Current Landscape of Therapeutic Resistance in Lung Cancer and Promising Strategies to Overcome Resistance
, Pouya Modareszadeh, Parsa Modareszadeh, Eranda Berisha, Parinaz Sadat Alemi, Maria del Carmen Chacon Castro, Alexander R. Deese and Li Zhang *Round 1
Reviewer 1 Report
The review aims to discuss the main mechanisms of therapy resistance in lung cancer together with new strategies to overcome them. The topic is certainly broad and worthy of interest, and there is currently no such comprehensive review on the subject.
However, if this is a strength, it is at the same time the main weakness of the manuscript, which can be published, but after careful review by the authors.
Indeed, the attempt to cover such a large number of topics within the limits required of a review makes it difficult to understand at times. The manuscript is superficial, with limited insights into biological mechanisms that are often only listed. Although the problem is present throughout the manuscript, it is section 2 that suffers most. In fact, within it, the mechanisms of chemoresistance are summarily listed and lack adequate depth.
My suggestion is to revise the various sections, devoting a few clarifying sentences to the individual mechanisms listed. In addition, discussing them on the basis of a common criterion (e.g. grouping mechanisms that act on the same signalling pathway or impairs the same therapy) could facilitate reading and understanding of the important information reported.
It is clear that such a revision of the manuscript has a major impact on its length. However, it might be preferable for the review to focus on fewer aspects, but in a comprehensive manner, rather than covering all areas at the expense of clarity.
Author Response
We greatly appreciate the reviewers’ meticulous review of our manuscript and constructive comments. To address the points raised in the comments, we have now extensively revised the manuscript. These additions and revisions include the following major improvements: (1) Mechanism of chemotherapy resistance (section 2) were elaborately explained and reorganized, (2) Table-1 was included in chemotherapy section to summarize the key factors and targets involved on the mechanism of chemoresistance (3)Additional clarifying sentences were added in all the sections and revised if necessary according to the reviewer’s suggestion.
Below is a description of our responses to each comment (the original comments are quoted verbatim):
Comment: The review aims to discuss the main mechanisms of therapy resistance in lung cancer together with new strategies to overcome them. The topic is certainly broad and worthy of interest, and there is currently no such comprehensive review on the subject.
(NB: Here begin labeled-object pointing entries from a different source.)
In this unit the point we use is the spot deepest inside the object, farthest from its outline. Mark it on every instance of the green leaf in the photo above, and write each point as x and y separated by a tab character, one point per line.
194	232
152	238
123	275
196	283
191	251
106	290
However, if this is a strength, it is at the same time the main weakness of the manuscript, which can be published, but after careful review by the authors.
Indeed, the attempt to cover such a large number of topics within the limits required of a review makes it difficult to understand at times. The manuscript is superficial, with limited insights into biological mechanisms that are often only listed. Although the problem is present throughout the manuscript, it is section 2 that suffers most. In fact, within it, the mechanisms of chemoresistance are summarily listed and lack adequate depth.
My suggestion is to revise the various sections, devoting a few clarifying sentences to the individual mechanisms listed. In addition, discussing them on the basis of a common criterion (e.g. grouping mechanisms that act on the same signaling pathway or impairs the same therapy) could facilitate reading and understanding of the important information reported.
It is clear that such a revision of the manuscript has a major impact on its length. However, it might be preferable for the review to focus on fewer aspects, but in a comprehensive manner, rather than covering all areas at the expense of clarity.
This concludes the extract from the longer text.